On Tue, Mar 4, 2008 at 1:47 PM, Joel VanderWerf <vjoel / path.berkeley.edu> wrote:
> Christopher Dicely wrote:
>  > On Tue, Mar 4, 2008 at 7:20 AM, estherschindler <esther / bitranch.com> wrote:
>
> >>  http://www.cio.com/article/191000
>  >
>  > I'll use language a little less colorful than Zed himself might use in talking
>  > about MRI, Rails, and the Ruby Community outside of the pages of CIO,
>  > and say the article has some problems.
>
>  I'm a bit surprised he didn't take the easy shots at ruby: not suitable
>  for hard real time, for device drivers, for SMP, for embedding multiple
>  interpreters in a process, for very low memory situations. Most IT
>  managers won't know these things unless you tell them, no matter how
>  obvious they are to programmers.
>
>  Anyway, he seems to know about web and java gui, but not much about some
>  of the other topics he mentions. "Large data crunching"? What about Ara
>  Howard's work at NOAA? "Image manipulation"? Ditto. He briefly appears
>  to discount Event Machine without naming it or giving specifics about
>  why it's not suitable for "server protocols" (if he has a reason, I'd
>  like to know it!).

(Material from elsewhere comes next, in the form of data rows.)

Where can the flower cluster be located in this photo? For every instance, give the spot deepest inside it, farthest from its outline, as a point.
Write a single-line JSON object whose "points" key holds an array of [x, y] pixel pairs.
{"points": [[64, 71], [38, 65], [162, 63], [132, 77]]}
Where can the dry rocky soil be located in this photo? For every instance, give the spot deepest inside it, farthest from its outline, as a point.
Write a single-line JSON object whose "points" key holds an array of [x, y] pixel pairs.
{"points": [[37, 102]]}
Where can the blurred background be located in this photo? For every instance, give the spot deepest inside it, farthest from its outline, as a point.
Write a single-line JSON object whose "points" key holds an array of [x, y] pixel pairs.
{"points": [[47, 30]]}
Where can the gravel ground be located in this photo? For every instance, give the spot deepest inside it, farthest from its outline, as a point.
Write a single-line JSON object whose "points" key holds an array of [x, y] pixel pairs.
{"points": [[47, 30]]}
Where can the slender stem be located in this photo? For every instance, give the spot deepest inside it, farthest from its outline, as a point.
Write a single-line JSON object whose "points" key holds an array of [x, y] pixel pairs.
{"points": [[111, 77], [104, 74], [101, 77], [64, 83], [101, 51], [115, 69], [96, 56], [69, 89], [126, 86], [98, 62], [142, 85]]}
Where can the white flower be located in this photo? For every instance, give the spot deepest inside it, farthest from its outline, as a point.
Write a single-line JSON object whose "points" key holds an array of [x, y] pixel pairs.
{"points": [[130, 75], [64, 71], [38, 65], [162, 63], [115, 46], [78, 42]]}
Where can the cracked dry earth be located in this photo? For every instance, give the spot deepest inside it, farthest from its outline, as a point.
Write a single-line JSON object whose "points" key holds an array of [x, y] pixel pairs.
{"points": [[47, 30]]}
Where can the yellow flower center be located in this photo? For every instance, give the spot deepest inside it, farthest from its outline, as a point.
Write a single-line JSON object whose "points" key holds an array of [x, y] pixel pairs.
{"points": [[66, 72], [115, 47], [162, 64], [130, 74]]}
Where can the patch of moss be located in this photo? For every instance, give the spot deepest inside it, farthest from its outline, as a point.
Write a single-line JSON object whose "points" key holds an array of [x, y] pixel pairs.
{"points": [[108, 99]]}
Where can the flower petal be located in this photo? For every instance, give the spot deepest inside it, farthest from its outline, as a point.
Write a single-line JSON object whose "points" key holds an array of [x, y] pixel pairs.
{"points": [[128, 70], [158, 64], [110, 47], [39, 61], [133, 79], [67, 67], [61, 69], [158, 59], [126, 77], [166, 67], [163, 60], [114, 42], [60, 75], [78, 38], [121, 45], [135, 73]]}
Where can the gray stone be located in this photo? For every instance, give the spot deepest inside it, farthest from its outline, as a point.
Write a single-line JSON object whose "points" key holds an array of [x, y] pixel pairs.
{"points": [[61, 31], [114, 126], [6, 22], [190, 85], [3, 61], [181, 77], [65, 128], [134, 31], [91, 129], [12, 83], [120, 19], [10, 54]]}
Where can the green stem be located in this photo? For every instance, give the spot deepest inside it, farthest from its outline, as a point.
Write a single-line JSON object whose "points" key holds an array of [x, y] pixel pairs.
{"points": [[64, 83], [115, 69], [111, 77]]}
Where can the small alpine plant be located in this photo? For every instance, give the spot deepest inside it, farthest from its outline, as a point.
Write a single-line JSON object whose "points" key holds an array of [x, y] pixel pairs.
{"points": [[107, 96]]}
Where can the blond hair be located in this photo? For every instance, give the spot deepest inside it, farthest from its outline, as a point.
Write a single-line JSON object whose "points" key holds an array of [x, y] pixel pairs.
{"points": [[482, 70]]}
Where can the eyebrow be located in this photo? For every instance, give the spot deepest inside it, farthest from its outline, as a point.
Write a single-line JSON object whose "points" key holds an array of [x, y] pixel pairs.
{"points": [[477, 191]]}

I've found ruby extremely useful (with a bit of C
>  code compiled on the fly) for simulations that involve "heavy math or
>  computation" and for DSLs to specify and manage those simulations.

I agree he skipped over some things (both bad and good), but I think
his general point was that Ruby in a web production environment can be
a feisty animal (he mentioned math, but only briefly, and was clearly
unaware of some number-crunching that people have done).  But, just
like with any language, I suppose you need good programmers to have
good programs.  The only difference that I personally see is how easy
a particular language can allow someone to write bad code, and I think
that's what he was trying to get at.